Marshall : La Pluie de Pièces d’Or (1912)
Frank James Marshall (1877–1944) fut l’une des grandes figures du jeu d’échecs américain au début du XXe siècle. Il grandit en partie au Canada, où il découvrit le jeu très jeune. Initié à l’âge de 9 ans par son père, Alfred Marshall, il progresse rapidement : à seulement 13 ans, il compte déjà parmi les meilleurs joueurs de Montréal. Trois ans plus tard, il s’impose au championnat du club d’échecs de la ville. Se pose alors pour lui un choix décisif, commun à de nombreux talents : embrasser une carrière professionnelle ou suivre une voie jugée plus conventionnelle.
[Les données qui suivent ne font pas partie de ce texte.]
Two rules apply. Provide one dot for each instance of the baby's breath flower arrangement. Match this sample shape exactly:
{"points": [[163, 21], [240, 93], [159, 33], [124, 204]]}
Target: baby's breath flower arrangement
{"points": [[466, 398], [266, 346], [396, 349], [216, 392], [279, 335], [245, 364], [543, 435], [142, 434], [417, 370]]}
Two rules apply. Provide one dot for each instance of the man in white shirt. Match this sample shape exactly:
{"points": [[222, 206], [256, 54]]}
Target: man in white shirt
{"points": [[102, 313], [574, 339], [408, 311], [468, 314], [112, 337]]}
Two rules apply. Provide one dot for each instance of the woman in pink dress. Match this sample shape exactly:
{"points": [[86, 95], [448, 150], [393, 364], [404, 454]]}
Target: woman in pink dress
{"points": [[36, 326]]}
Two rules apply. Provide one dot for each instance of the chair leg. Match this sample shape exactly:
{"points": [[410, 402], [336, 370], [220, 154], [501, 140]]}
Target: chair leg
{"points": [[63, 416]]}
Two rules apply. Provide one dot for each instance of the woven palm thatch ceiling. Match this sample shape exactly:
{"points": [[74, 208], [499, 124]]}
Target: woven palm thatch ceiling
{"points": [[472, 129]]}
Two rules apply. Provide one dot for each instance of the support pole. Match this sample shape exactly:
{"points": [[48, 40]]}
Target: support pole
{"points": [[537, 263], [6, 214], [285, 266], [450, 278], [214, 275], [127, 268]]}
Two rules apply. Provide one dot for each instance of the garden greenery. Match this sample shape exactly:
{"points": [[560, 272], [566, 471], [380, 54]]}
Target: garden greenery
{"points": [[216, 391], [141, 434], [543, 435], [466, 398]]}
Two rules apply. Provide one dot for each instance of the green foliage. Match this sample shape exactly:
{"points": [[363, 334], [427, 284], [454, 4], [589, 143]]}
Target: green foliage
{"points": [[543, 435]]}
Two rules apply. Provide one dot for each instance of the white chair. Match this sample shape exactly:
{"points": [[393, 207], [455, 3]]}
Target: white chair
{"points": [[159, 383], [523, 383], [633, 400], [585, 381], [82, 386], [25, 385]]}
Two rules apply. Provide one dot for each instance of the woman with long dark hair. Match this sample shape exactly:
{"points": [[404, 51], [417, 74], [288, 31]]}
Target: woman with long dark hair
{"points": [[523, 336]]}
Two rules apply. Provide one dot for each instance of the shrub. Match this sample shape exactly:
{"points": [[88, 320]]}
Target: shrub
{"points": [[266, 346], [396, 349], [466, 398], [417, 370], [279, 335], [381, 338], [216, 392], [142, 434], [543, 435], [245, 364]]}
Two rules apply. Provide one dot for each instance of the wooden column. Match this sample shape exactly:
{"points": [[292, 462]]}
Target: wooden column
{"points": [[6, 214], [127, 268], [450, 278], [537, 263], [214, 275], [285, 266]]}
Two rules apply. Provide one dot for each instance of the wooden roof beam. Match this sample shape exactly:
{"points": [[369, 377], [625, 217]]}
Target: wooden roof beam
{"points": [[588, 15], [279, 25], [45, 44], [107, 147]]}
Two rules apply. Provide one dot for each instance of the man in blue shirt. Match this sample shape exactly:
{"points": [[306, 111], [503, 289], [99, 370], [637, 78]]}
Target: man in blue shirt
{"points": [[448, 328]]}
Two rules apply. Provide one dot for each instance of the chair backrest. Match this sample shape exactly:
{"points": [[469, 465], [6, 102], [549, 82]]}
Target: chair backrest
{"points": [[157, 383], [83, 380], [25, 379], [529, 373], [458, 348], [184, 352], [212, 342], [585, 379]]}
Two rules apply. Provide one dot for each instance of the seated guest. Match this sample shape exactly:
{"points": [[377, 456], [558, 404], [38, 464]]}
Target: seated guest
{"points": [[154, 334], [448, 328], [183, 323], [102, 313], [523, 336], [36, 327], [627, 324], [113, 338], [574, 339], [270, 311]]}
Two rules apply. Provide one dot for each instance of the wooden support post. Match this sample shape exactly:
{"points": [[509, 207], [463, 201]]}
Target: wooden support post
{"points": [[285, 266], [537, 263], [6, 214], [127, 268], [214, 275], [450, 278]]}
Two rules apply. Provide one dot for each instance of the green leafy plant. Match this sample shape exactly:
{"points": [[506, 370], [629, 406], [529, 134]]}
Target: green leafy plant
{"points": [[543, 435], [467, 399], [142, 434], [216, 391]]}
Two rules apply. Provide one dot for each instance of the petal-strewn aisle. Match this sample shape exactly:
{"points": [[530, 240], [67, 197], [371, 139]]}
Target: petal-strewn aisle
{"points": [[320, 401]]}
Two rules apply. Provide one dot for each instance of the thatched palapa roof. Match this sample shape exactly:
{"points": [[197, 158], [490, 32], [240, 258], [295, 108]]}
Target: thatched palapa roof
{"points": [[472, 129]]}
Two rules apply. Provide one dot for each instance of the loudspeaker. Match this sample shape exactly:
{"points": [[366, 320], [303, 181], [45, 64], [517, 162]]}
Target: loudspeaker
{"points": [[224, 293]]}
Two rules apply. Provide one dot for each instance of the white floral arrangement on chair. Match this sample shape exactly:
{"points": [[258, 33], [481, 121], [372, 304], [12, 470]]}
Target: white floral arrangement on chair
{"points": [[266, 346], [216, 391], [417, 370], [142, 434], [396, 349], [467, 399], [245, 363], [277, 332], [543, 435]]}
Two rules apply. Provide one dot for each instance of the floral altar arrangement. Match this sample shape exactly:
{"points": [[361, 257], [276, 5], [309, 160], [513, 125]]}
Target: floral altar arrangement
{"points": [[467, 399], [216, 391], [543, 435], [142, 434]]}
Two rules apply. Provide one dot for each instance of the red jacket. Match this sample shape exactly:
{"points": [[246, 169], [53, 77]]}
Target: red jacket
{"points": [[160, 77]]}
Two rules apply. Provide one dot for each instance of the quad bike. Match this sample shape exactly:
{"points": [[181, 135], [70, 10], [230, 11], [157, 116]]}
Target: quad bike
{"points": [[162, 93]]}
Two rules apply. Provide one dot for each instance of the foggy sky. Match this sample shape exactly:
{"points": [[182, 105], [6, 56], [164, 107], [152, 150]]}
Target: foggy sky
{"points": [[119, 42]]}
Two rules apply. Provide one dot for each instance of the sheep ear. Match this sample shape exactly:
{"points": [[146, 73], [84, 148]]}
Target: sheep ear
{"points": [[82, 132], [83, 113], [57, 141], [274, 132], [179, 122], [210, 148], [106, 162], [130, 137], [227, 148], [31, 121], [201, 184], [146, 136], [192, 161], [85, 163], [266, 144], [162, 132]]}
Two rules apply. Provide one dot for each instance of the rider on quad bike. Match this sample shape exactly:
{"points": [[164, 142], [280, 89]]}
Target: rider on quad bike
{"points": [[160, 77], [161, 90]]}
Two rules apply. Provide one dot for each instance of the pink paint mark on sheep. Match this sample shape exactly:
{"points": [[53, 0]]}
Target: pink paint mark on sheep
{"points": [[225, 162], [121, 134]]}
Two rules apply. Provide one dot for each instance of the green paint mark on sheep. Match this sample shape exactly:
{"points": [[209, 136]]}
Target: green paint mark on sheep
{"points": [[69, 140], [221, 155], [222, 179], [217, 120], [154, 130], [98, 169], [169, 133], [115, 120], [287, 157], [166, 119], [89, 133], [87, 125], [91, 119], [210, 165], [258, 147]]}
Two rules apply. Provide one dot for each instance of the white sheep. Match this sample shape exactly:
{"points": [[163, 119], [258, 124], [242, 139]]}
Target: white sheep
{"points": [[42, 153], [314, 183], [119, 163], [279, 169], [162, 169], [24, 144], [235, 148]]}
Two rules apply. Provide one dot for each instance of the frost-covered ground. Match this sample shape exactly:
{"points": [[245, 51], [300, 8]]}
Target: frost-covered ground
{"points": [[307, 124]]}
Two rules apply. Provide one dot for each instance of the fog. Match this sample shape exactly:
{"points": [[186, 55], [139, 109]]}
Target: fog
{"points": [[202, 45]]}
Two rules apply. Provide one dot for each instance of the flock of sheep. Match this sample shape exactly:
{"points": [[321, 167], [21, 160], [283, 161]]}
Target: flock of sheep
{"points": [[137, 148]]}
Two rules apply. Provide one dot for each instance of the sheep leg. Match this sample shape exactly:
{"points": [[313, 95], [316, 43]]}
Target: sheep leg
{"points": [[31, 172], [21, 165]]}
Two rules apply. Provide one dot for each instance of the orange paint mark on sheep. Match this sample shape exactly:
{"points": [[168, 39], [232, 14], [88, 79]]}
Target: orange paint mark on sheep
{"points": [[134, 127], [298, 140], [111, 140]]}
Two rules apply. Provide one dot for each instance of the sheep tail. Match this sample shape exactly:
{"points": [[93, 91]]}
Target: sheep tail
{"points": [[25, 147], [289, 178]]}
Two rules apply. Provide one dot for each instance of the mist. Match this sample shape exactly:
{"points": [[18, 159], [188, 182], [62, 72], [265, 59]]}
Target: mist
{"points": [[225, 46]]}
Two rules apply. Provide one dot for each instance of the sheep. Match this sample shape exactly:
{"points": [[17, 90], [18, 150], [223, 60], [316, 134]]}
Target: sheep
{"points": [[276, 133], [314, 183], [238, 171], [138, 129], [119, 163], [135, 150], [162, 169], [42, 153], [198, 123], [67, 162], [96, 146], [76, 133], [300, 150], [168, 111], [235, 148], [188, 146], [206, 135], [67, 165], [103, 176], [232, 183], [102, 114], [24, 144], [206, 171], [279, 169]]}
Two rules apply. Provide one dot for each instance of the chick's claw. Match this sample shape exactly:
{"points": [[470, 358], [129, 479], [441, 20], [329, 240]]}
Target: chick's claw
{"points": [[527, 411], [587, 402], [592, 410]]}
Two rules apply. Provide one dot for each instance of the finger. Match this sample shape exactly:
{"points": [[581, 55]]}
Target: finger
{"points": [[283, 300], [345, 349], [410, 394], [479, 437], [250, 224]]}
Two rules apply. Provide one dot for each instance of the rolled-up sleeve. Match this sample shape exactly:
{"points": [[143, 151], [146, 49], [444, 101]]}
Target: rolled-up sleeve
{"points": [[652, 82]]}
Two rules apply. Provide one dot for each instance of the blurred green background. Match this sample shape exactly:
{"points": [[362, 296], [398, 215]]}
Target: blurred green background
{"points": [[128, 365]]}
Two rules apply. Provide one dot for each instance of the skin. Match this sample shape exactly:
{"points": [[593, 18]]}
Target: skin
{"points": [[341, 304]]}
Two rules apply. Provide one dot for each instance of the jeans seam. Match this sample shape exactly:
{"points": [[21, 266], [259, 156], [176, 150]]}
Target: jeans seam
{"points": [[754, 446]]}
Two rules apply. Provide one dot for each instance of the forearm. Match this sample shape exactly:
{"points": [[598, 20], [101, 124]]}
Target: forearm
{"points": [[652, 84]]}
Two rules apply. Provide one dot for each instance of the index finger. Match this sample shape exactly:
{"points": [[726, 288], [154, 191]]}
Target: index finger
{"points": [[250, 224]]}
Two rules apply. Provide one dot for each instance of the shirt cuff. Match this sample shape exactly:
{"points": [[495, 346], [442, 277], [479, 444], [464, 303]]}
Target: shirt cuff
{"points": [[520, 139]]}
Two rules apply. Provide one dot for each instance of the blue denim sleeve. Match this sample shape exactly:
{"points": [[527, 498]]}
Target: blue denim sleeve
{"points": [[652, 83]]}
Fidèle à sa passion, Marshall opte sans hésitation pour les échecs et retourne à New York afin de se consacrer pleinement à son art.

En 1904, Frank Marshall s’impose lors du championnat des États-Unis, mais choisit de ne pas revendiquer le titre en l’absence du champion en titre, Harry Pillsbury. Après le décès de ce dernier en 1906, Marshall continue néanmoins de refuser toute reconnaissance officielle et attend de conquérir le titre sans contestation, ce qu’il fait finalement en 1909 à l’issue d’un tournoi.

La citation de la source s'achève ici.